The Tablo (4th generation) TV receiver/DVR is a great little device that with the right antenna can make you think about cutting the cord. I can get between 107 and 109 over-the-air channels that provide a nice variety of viewing choices, and IMHO unless you have specific entertainment needs that can only be satisfied via paid cable channels, this might be the opportunity to save some $$$. Other than my challenges with the wired ethernet connectivity, I give this device a “very well done”.

Price: $99.95
Where to buy: Tablo website and Amazon
Source: The sample of this product was provided by Tablo.
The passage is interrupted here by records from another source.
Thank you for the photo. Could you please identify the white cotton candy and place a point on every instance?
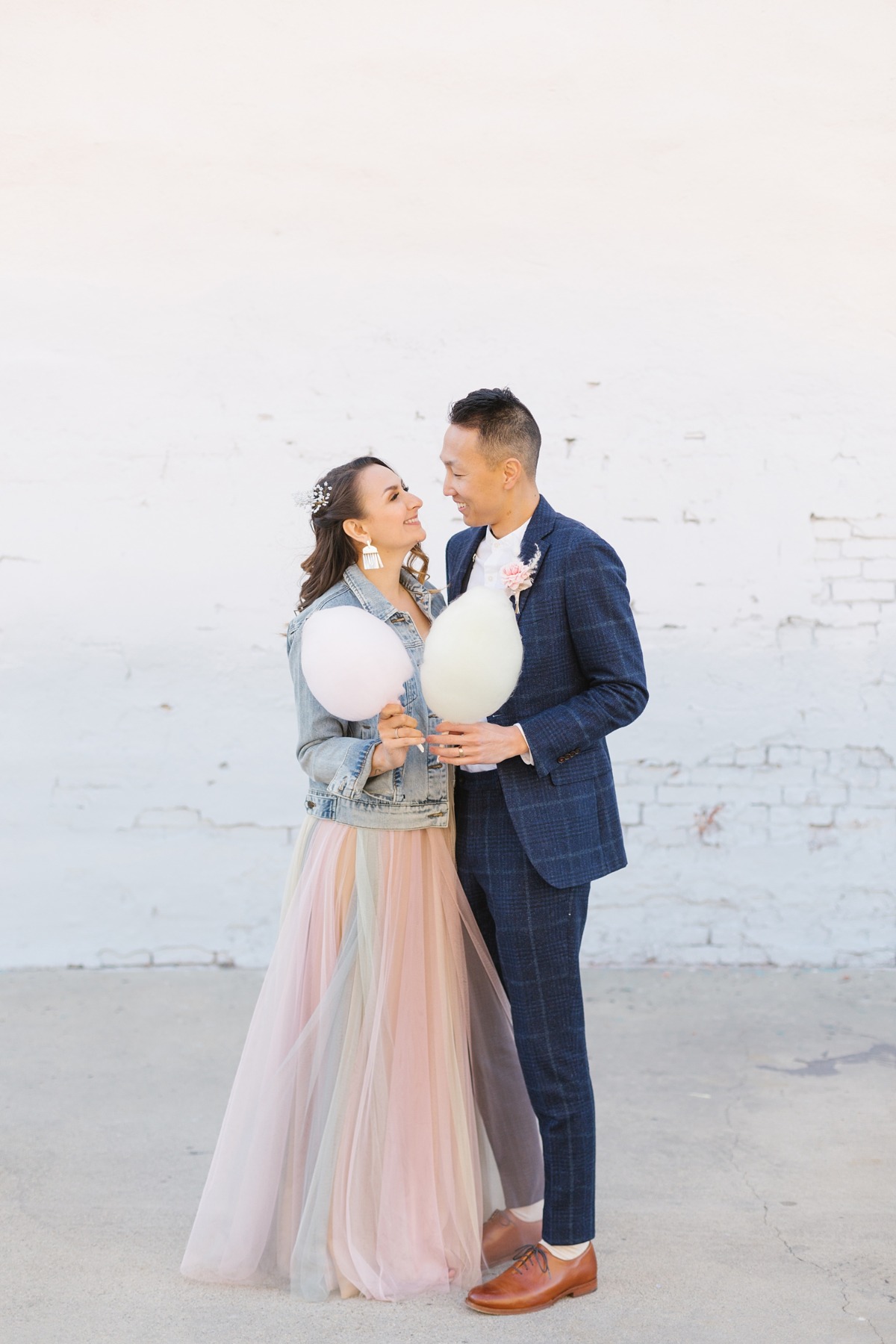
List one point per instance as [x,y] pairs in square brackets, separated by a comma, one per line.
[473,656]
[354,665]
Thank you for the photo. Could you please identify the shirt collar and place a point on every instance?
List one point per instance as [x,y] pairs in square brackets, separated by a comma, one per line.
[509,544]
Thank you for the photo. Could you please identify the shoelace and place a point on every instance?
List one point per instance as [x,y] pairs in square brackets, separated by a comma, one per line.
[527,1253]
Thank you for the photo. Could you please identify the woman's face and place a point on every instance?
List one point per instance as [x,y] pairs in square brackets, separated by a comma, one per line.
[390,511]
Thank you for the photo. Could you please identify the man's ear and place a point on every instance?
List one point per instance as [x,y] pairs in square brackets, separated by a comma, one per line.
[512,472]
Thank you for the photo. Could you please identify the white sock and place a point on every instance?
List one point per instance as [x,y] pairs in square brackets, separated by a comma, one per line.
[529,1213]
[566,1251]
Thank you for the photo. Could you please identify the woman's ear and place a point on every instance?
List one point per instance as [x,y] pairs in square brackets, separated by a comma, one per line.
[354,530]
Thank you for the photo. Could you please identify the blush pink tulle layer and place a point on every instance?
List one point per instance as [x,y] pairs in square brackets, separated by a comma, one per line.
[379,1110]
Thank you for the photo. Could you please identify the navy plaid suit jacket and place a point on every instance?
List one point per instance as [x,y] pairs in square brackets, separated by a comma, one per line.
[582,678]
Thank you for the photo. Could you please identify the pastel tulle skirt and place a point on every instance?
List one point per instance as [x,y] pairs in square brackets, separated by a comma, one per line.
[379,1110]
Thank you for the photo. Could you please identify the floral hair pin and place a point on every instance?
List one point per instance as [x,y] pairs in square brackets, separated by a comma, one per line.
[517,577]
[316,499]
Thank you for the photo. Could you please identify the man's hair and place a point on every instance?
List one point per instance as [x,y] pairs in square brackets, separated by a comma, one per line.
[507,428]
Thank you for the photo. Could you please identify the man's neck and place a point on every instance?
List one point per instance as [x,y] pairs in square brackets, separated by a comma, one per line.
[519,512]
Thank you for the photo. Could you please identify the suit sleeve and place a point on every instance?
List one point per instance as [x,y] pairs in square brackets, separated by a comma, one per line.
[603,636]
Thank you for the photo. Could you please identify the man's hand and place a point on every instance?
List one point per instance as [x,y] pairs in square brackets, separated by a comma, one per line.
[476,744]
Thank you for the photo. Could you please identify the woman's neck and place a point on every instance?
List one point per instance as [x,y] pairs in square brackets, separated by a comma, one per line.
[388,579]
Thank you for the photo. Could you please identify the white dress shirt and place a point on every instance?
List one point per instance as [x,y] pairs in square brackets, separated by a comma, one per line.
[491,558]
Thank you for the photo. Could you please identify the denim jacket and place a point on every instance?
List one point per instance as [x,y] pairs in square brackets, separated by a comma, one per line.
[336,753]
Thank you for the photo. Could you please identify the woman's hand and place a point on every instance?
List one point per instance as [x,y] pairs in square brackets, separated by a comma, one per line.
[398,732]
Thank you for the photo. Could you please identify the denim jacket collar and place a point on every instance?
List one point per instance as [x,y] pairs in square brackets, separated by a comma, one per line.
[373,600]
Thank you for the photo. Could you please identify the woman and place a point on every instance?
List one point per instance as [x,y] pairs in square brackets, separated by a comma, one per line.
[379,1100]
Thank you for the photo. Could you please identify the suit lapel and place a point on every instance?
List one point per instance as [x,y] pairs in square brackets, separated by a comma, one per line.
[536,538]
[464,564]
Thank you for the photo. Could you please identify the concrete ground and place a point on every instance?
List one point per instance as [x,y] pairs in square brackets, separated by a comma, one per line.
[746,1164]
4 thoughts on “Tablo 4th Gen review – whole-home DVR”

  1. Gadgeteer Comment Policy - Please read before commenting
  2. I recently bought the 4 tuner model from Best Buy! I had trouble at first connecting to my network, once I got past that I am using by Roku.

    I find it very easy to use thru Roku! I get 133 channels. I have been as high as 154.

    My issue is in Chicago I don’t get channel 2 where I live. I want to look into a filter or additional booster.

    My son in law bought the TiVo but that limits 500 gigabyte space. I attached 1 tb hard drive Toshiba brand. I had no problem with that!

    1. Hi Patricia,
      I just double-checked. Mine gets CBS, NBC, and Fox. I believe that it depends on the strength of the signal where you live.